After our experience on the first day with Jackson we made sure to keep a close eye on the track and consulted his map regularly (the problem with Kenya is that we haven’t been able to find a topographic map of Mt Kenya yet, so he had the only map of the area between us). We decided we would take a more direct route from the lake towards the summit, rather than backtracking to the main path. We were rewarded with a beautiful hidden valley before hiking up through the falling snow to get to Lower Simba tarn, where we joined the main Chogoria route once more.
We had agreed to camp at Kami Tarn but managed to change our minds a few times before finally settling on Kami Tarn after all. This meant a detour down through heavy falling snow to Shipton’s Camp and back up to Kami Tarn instead of traversing there directly from Lower Simba Tarn. Again we realised Jackson had probably never done this exact route. Nonetheless, we made good time and had the tent pitched well before nightfall and chatted to other groups who were setting out to do technical climbs the next day.
Jackson decided to stay at Shipton’s Hut and would meet us in the morning on our way to Point Lenana (the highest point on Mt Kenya that can be reached without some serious climbing).
Unlike most people hiking to Point Lenana we didn’t get up in the middle of the night to get there for sunrise. We wanted to see our surroundings on the way up and were hoping for a clear morning and we were lucky. After a few hours of steady climbing we reached the top and had it all to ourselves in glorious sunshine! We spent a lovely hour at the top, admiring the views, including the imposing Batian and Nelion Peaks, 200m above us across the Lewis Glacier, before starting the descent and our circumnavigation of the peaks of Mt Kenya.
This descent starts with a via ferrata, apparently the highest in the world, across a snow-covered ridgeline. Part of the via ferrata (the actual line) was also covered in snow and ice and we had to clear them before we could descent. So much fun! But I guess we were lucky that there was not too much ice and the descent was relatively straight forward – it would have been a different story with more ice.
Just after we reached the bottom of the via ferrata the clouds rolled in. The rest of the morning and afternoon we would be hiking in the clouds. Yet we saw every beautiful part of the walk as we were fortunate enough that the clouds lifted periodically.
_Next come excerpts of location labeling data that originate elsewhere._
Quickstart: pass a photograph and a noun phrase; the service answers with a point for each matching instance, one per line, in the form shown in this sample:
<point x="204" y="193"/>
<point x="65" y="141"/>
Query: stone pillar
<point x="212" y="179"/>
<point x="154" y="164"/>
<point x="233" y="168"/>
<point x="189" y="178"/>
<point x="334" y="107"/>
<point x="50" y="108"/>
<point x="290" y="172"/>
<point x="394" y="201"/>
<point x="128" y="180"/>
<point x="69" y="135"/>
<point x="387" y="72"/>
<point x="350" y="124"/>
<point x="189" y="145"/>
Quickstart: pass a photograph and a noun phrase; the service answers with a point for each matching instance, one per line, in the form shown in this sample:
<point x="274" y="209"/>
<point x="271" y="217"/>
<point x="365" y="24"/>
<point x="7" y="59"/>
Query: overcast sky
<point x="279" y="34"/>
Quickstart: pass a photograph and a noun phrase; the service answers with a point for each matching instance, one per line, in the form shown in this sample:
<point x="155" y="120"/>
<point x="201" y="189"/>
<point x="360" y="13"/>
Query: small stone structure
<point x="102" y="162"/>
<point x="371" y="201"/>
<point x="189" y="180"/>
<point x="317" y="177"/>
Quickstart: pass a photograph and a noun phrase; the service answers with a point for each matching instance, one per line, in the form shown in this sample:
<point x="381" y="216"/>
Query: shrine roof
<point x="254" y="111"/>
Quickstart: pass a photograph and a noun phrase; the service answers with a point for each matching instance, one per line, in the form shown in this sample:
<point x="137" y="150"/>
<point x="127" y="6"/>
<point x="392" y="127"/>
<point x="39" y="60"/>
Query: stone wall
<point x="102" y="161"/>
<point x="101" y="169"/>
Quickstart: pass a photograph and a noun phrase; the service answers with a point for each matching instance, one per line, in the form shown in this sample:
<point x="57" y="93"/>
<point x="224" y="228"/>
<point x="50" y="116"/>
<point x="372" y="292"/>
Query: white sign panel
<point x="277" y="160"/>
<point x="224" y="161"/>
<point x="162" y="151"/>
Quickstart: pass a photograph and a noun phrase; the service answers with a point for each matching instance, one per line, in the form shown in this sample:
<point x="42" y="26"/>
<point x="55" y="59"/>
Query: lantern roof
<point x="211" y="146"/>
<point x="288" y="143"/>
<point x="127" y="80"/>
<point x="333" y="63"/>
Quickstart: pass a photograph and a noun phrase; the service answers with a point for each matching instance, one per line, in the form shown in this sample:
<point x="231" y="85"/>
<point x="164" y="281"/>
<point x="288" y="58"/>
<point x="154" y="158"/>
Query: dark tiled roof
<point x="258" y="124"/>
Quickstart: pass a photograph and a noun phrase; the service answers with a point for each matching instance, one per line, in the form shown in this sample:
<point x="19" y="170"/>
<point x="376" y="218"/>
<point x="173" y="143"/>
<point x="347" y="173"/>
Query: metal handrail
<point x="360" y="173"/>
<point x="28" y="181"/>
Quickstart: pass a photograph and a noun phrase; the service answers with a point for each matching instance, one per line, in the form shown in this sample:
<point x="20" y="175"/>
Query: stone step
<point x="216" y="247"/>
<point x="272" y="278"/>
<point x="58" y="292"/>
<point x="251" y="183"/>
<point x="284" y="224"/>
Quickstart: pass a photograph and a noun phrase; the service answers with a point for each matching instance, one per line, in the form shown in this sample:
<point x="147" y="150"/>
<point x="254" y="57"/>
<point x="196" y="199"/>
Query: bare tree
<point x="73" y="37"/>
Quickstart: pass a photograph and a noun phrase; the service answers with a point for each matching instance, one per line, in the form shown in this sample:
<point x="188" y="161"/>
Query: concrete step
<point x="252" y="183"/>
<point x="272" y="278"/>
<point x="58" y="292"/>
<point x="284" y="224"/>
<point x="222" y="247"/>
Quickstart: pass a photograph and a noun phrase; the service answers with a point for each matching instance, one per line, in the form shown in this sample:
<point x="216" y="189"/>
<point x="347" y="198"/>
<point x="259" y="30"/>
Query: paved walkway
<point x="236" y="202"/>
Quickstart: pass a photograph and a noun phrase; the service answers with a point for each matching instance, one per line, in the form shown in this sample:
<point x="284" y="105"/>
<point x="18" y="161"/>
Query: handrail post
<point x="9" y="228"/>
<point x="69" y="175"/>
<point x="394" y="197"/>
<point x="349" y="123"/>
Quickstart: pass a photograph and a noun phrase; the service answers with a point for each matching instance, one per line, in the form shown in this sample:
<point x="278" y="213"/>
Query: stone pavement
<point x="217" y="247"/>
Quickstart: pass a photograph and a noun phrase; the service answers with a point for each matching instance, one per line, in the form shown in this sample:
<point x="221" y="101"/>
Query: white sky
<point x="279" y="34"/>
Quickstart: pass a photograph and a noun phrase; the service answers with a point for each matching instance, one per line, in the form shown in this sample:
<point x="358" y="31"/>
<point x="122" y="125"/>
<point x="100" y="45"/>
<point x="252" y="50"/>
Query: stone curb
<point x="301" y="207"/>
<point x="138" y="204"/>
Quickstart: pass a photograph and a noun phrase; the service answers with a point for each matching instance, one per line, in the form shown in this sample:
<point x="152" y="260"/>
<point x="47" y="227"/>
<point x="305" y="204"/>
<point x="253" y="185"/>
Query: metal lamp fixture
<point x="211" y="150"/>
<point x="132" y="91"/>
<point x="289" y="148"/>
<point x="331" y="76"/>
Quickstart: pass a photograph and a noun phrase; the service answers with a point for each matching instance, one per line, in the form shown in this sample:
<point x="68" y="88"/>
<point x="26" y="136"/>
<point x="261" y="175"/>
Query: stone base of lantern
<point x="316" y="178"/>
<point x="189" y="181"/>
The circumnavigation crossed about 6 valleys and ridge lines and made for a very long day hike, but was totally worth it. The scenery was spectacular and changed in each valley, each as photogenic as the last. And to cap it off, the whole route was deserted – we literally had the mountain to ourselves.
circumnavigating the peaks of Mt Kenya
That night we spent again in the same camp before heading out via the Sirimon track. We enjoyed the upper section of this track, but once we had dropped into the next valley we thought the track was a bit boring and were very happy we had chosen the Chogoria route to hike in as it was far more scenic. Around midday we reached Ol’ Moses camp where Pascal was already waiting for us. After seeing the now major road to the park gate we were even happier with our route choice as the hike up to acclimatise along the road would not have been great. We stopped for a big well-deserved lunch at the Trout Tree where the Colobus monkeys and the tree hyrax never stop entertaining us, before driving back to Nairobi. Mt Kenya certainly provided some fantastic hiking (and climbing) opportunities, hopefully we’ll be back one day!